構えると同時に潰れた体が再構築され、力の神々に襲いかかる。
「まだまだね。この程度では面白くないわ。後何年待てばあなたは強くなるの?」
口を抑えながら微笑んでいる力の神々。
星を食うほどの魔物でも戦闘能力は力の神々の足元にも及ばなかった。
口を閉ざし、黙々と力の神々にかかっていくが全く相手になっていない。
「大きな体なのに、情けない子ね。」
力の神々が虫の頭を無造作に千切る。
闇の神々も、生の神々もその戦闘の終焉を見て、安堵のため息をつく。
「力の神々、あなたに感謝します。」
二人の神々は力の神々に深く頭を下げて感謝する。
その時
『ブチュブチュブチュ・・・』
星を食らう魔物の体から幾千もの芋虫が生まれ出てくる。
それを見た神々は脚で踏んで殺そうとするが傷つけることが出来ない。
力の神々も踏んでいるが弾力があり踏んでも踏んでも元に戻り、殺すことが出来ない。
生まれてきた芋虫が親虫の遺骸を食い始める。
少し食ったら脱皮を行い、少し成長する。
少し食ったら脱皮をして、じわじわ大きくなる。
それを繰り返し始める数えきれないほどの芋虫達。
「これが全部、あの成体になったら、取り返しが付かない・・・」
最古の神々が思案していると、ある程度大きくなった芋虫がそれぞれすごい速さで土の中に潜り始める。

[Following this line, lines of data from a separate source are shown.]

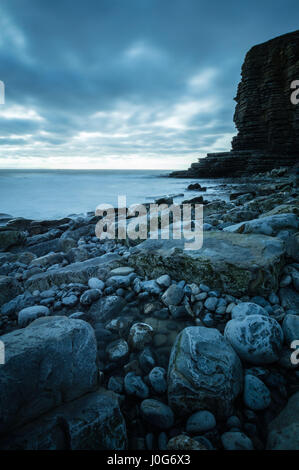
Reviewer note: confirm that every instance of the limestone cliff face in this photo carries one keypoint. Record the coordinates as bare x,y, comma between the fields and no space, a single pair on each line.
266,120
265,117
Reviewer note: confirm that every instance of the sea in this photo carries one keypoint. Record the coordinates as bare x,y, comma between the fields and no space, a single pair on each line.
48,194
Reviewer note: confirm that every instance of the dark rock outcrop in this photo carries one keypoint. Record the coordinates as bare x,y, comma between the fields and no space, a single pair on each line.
266,119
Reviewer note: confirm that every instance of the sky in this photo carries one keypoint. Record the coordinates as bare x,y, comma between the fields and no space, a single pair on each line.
125,84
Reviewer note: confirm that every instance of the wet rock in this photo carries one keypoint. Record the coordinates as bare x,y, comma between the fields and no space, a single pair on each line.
121,271
140,335
173,295
93,422
289,299
29,314
204,373
200,422
117,350
50,361
164,280
9,288
256,338
76,272
271,225
157,413
256,395
9,238
107,308
70,300
95,283
290,327
135,386
183,442
236,440
284,429
90,296
157,379
244,309
235,263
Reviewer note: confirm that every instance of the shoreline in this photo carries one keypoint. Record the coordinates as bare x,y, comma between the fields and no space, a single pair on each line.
149,321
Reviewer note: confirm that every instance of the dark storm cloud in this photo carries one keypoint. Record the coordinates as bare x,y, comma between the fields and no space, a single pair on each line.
126,77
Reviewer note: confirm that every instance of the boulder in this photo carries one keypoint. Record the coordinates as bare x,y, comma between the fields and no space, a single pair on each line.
92,422
270,225
204,373
9,288
140,335
256,395
283,431
238,264
29,314
50,362
200,422
9,238
107,308
184,443
289,299
244,309
173,295
236,440
157,413
256,339
75,272
290,327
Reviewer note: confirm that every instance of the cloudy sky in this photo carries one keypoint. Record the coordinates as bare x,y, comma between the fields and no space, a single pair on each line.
125,83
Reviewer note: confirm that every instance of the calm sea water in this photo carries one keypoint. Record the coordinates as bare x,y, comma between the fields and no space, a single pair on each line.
42,194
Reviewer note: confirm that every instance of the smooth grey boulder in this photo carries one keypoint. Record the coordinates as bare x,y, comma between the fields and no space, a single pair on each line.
117,350
256,339
50,362
9,238
157,379
256,395
236,440
200,422
237,264
289,299
270,225
135,386
92,422
290,327
140,335
157,413
95,283
248,308
9,288
283,431
90,296
29,314
107,308
173,295
79,272
204,373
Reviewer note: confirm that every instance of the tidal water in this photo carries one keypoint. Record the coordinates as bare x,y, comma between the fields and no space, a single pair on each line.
40,194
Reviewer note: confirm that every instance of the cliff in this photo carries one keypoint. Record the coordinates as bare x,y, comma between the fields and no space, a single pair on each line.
266,120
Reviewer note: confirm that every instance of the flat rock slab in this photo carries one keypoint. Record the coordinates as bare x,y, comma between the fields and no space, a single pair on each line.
75,272
50,362
284,429
236,263
93,422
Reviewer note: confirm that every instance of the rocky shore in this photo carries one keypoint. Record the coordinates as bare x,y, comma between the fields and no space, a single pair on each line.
266,119
112,345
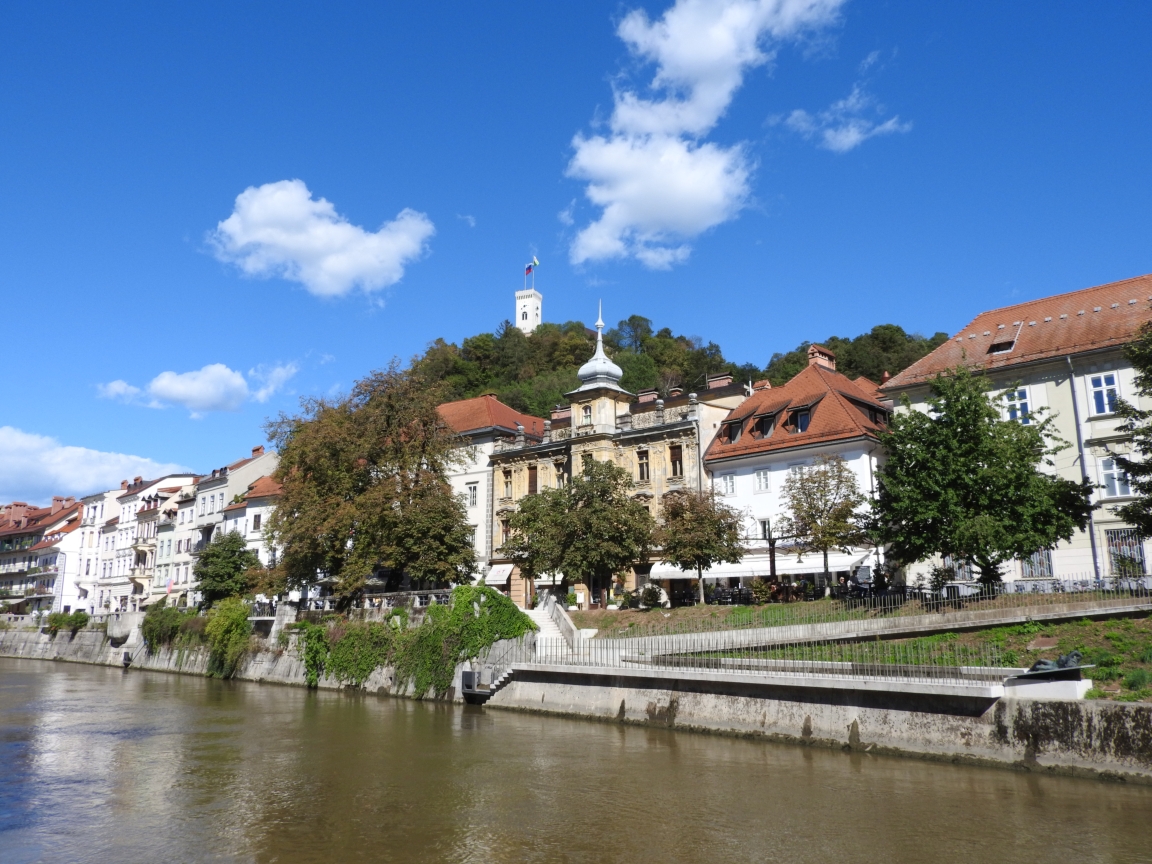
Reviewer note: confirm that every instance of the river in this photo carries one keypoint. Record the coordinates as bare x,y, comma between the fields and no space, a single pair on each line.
101,765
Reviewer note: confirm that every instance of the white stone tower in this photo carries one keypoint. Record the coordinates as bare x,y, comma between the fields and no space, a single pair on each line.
529,309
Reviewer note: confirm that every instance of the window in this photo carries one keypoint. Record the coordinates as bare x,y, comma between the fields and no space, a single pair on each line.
1038,566
1016,406
1104,393
1115,478
1126,551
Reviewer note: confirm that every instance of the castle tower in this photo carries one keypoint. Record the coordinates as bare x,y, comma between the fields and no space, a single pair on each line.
529,310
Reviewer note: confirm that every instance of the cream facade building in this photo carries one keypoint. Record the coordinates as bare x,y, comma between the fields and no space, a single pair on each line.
1062,354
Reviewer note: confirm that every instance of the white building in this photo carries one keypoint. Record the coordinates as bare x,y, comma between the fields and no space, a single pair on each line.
484,421
1063,354
819,412
529,310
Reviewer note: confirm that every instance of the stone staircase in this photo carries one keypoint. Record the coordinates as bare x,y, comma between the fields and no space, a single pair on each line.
543,620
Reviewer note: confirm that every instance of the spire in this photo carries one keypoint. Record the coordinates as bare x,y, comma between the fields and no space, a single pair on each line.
599,371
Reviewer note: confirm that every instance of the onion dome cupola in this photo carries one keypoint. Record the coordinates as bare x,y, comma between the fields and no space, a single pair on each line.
599,371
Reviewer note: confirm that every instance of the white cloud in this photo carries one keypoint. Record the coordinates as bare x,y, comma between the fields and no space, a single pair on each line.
847,123
214,387
33,468
280,229
657,184
271,379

「逃してはダメだ!!今すぐ何とかしないと、この世界が壊れてしまう!!」
生の神々が途方に暮れる。
闇の神々が何かを唱え始める。
「皆さん、私はここでお別れのようです。私の術を使い、この大陸すべてを封印します。今すぐに退去してください。私諸共封印するのですぐにここから退去してください!!」
大きな魔法陣と共に巨大な大陸が光に包まれる。それを見た神々たちはすぐにその場を離れ、海の上で大陸を封印する状況を眺めている。
「ハウン、あなたの相方は未来永劫あそこであの虫を相手し続けるんですね・・・。」
力の神々は、まだ力の弱い光の神々の方を抱き寄せて涙を流した。
光が大地に収束していき大きな闇が大陸とその周辺の海を飲み込み始める。
そして大きな穴が海にぽっかり開いている。
海の水はその穴に落ちていくわけでもなく、何もないかのように穏やかに波立っていた。
「だから、大陸がないの。」
そう言って話を終えるハウン。
「皆甘く考えてたのよね。たかが虫って。まさかあんなにヤバイものだったなんて・・・。」
ミシュラがそんなこと言っているが、さすがにその言葉でレイも気づくんじゃない?
俺がレイに目をやると・・・寝てやがる・・・。
レイはミシュラが力の神々だと気づく最大のチャンスを今、棒に振ったんだな・・・。